You can see from the strategy their names are inferred if not directly configured and AA will give you a compilation error if they are not present or are missing necessary stuff.
In the example we have a register_with_auth0
action defined as:
create :register_with_auth0 do
argument :user_info, :map, allow_nil?: false
argument :oauth_tokens, :map, allow_nil?: false
upsert? true
upsert_identity :username
change AshAuthentication.GenerateTokenChange
change Example.GenericOAuth2Change
change AshAuthentication.Strategy.OAuth2.IdentityChange
end
Here we’re telling Ash that we want to upsert a user (ie create it if it’s not already there) and that we want to use the named identity (ie unique constraint) to manage conflicts.
The Example.GenerateOAuth2Change
is used in test and simply tries using "nickname"
, "login"
and "preferred_username"
from the user_info
in order to set as the username.
Tokens
AA uses JWT for a number of purposes, which are generated and validated by joken. In AA all tokens are JWTs and not just random strings - this is a big difference between AA and phx_gen_auth
).
When a user registers or signs in by any strategy and tokens are enabled AA.GenerateTokenChange
generates a JWT which refers to the user and the purpose for which it was generated (usually just "user"
, but we also use them for resets, and other things). The generated JWT is stored in the record’s metadata so that it can be returned to the success
callback of the AuthController
and used in whatever way you see fit.
TokenResource
The token resource stores information about tokens - but by default only stores the JTI’s of any tokens you revoke. You can change this to by setting store_all_tokens?
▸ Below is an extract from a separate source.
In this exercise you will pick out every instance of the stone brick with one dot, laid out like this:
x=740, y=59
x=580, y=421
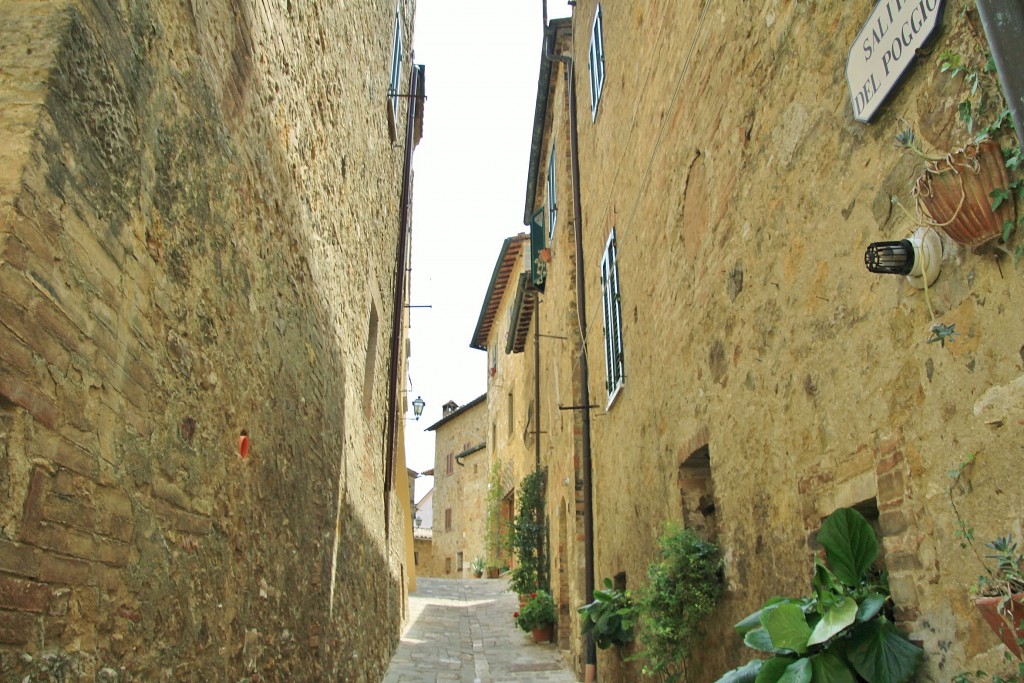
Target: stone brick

to true in the token DSL, which effectively inverts the logic - any JTI that’s not present in the resource is considered revoked. This can be handy for features like global logout.
UserIdentity
Has two use cases:
- You want to have the user signed in to multiple OAuth providers at once, or
- You want AshAuthentication to automatically refresh an access token using a refresh token.
I can go into this more if you want.
Authentication
For OAuth2 based strategies (including OIDC) you send the user to the generated route to the :request
route (ie "<wherever I mounted it in my router>/user/auth0"
). The OAuth2 strategy’s request plug generates the required configuration to ask assent to generate a redirect URL, and then redirects the user to that URL.
At some point later on the user should be redirected back to the :callback
route which asks assent to validate the callback and then calls either your register or sign in actions with the appropriate arguments. If everything goes to plan you’ll receive a call to your AuthController’s success/4
callback with the conn, activity (activity is a tuple of the strategy name and the request phase), user and their shiny new token (or nil
). If not the failure
callback will be called.
Summary
I know this is long and I feel like I’ve just scratched the surface so please ask if you’d like me to dig into any details.